Rob Wylie2022, bible, How the Bible Actually Works, Pete Enns, Sunday@thePub Leave a Comment

Hi folks, this week we are meeting in the Crescent Club at 7.30, I hope you will be able to join us. We are continuing our series thinking about the Bible, this week’s theme is Wisdom = Time + Diversity.

I often find when I read the bible, I take it at face value, even as someone who has studied theology, my default position isn’t to think too hard about it, my brain can’t cope!! When I’m preparing for a sermon or something, that is the time I generally dig down a bit deeper, but I still find I struggle to understand what I’m reading! We have covered some of that in the previous weeks but it gives me a context as to this chapter.

Pete points out that the bible’s diversity is the key to uncovering its purpose.

So I kind of knew it was diverse, but placing the context of that diversity together may just help us. Because if you place the diversity of the bible into the context of when it was written, we begin to see that those who wrote the bible reflect the different times and circumstances they found themselves in.
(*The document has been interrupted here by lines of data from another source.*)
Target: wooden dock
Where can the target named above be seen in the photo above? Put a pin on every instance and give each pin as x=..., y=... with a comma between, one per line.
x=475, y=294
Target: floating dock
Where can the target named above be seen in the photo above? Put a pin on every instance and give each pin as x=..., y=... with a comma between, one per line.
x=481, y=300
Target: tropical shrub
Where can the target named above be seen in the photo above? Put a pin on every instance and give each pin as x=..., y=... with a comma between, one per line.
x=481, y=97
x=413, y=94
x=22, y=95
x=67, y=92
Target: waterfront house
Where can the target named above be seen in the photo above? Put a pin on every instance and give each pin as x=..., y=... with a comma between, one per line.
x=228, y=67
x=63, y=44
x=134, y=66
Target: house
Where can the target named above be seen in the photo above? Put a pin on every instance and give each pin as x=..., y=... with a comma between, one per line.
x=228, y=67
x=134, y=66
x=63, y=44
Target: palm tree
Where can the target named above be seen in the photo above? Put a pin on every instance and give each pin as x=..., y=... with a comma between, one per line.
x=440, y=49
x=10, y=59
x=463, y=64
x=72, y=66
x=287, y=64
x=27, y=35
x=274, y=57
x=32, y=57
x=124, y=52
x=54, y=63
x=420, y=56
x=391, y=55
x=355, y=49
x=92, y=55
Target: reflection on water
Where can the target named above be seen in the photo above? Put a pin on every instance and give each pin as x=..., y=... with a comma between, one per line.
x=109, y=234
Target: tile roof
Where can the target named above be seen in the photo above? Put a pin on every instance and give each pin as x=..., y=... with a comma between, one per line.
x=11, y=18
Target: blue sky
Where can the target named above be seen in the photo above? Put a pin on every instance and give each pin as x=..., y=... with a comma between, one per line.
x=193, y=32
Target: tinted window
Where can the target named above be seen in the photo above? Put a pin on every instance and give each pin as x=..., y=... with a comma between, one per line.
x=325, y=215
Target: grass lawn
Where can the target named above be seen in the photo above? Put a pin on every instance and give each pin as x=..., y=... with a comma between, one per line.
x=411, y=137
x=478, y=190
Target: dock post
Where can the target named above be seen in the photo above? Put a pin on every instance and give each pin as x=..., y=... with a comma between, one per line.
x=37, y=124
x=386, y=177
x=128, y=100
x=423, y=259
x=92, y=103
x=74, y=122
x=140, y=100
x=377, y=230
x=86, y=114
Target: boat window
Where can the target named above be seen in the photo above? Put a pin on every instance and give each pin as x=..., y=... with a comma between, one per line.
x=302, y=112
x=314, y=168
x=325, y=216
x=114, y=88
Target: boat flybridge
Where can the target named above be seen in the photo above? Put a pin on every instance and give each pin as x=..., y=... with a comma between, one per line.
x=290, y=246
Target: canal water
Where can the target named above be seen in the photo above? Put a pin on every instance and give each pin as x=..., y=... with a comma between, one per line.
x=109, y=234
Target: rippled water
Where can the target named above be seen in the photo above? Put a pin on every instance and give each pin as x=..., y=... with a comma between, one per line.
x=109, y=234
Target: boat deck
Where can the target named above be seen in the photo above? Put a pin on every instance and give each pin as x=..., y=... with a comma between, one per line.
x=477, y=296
For example Pete looks at Deuteronomy and Exodus and suggests that the biblical timeline for it is about forty years of wandering in the wilderness. But the actual time distance between them is much greater. Scholars suggest that Deuteronomy was written much more than forty years later, and he gives some pointers as to why this maybe the case, and concludes by suggesting along with other scholars that it was written much later, the bottom line here is that Deuteronomy is a late revision of ancient law – In other words the writer had no problems rewriting the law for new times and still was able to say this was God’s word spoke to Moses on Mount Sinai, even though they don’t match what happened in Exodus!
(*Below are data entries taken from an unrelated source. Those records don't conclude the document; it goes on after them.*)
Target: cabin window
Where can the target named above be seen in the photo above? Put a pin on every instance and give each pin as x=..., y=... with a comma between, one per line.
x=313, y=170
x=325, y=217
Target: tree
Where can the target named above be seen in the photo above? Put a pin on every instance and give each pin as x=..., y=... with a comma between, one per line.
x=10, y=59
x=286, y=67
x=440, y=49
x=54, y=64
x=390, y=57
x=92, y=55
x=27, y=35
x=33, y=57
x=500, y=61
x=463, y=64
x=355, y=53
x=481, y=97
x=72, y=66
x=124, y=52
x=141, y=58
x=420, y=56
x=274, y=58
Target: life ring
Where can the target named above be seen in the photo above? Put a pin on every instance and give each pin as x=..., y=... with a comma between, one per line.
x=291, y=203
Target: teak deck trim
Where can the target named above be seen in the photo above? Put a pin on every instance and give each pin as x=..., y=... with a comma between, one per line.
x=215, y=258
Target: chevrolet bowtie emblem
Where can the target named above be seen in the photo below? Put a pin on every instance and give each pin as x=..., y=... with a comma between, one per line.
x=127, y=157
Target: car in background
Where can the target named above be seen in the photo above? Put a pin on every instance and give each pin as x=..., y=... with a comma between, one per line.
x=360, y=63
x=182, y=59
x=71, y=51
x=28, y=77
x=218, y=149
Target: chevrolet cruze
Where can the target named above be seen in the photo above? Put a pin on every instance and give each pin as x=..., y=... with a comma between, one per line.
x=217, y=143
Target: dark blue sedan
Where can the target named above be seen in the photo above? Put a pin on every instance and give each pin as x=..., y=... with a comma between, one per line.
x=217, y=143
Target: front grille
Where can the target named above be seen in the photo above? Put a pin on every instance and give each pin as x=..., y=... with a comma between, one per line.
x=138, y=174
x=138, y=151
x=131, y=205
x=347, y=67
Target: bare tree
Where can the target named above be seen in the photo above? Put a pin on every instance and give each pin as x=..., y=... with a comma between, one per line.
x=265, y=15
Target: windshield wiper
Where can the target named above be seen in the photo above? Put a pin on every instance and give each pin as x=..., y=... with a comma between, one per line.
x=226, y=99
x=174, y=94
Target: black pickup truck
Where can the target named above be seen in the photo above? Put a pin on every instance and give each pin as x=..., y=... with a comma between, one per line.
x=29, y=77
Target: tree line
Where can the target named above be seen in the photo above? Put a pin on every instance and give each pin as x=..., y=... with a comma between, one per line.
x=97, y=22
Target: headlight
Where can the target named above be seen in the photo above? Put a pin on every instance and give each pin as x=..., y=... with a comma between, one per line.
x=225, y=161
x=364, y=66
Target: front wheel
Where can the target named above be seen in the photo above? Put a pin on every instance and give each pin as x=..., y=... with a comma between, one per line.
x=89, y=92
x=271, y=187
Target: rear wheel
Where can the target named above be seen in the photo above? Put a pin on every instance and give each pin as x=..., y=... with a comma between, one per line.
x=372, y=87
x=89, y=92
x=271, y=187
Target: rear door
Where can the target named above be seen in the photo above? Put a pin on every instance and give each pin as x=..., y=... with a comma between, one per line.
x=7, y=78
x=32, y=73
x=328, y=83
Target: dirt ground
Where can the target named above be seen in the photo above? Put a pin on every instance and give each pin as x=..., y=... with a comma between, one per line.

So Pete says “Deuteronomy reimagines God for a new time and place. Deuteronomy is, in other words, an act of wisdom. For the past to have any spiritual vitality in the present, it had to be reshaped for the present.”

Basically the author of Deuteronomy accepted the sacred responsibility to rethink the past for their time – They were asking What does God require today? – So if we can view this book like that, we can begin to understand that the whole of scripture has an element of this question rooted deeply within it.

This is the Wisdom of the bible!

So these accounts in scripture crack open a window into a different time and place to view the people of God in their time.

Does this mean God changes? I don’t think it does – maybe it just suggested that in different times and places God was viewed differently. And that is ok, (although some would say that it isn’t).

What this leads me to think, is that we can’t capture the fullness of who God is in our context, there is a future we do see, and again, folks will reflect on who God is in different ways to even us!

 

Some questions

In your lifetime, what has been the biggest change you have witnessed?

How do you feel that some books of the bible are updates on past books, so which of these ‘updates’ in the Bible were you aware of?

Genesis 1 and Genesis 2

Old Testament and New Testament

Mark, Matthew, Luke, John

Which of these are ‘updates’, re-imaginings, re-writings or are they something else?

How does the diversity in the bible help you understand what it might be saying today?

In what ways should/could the bible be updated, re-imagined, rewritten, re-told today?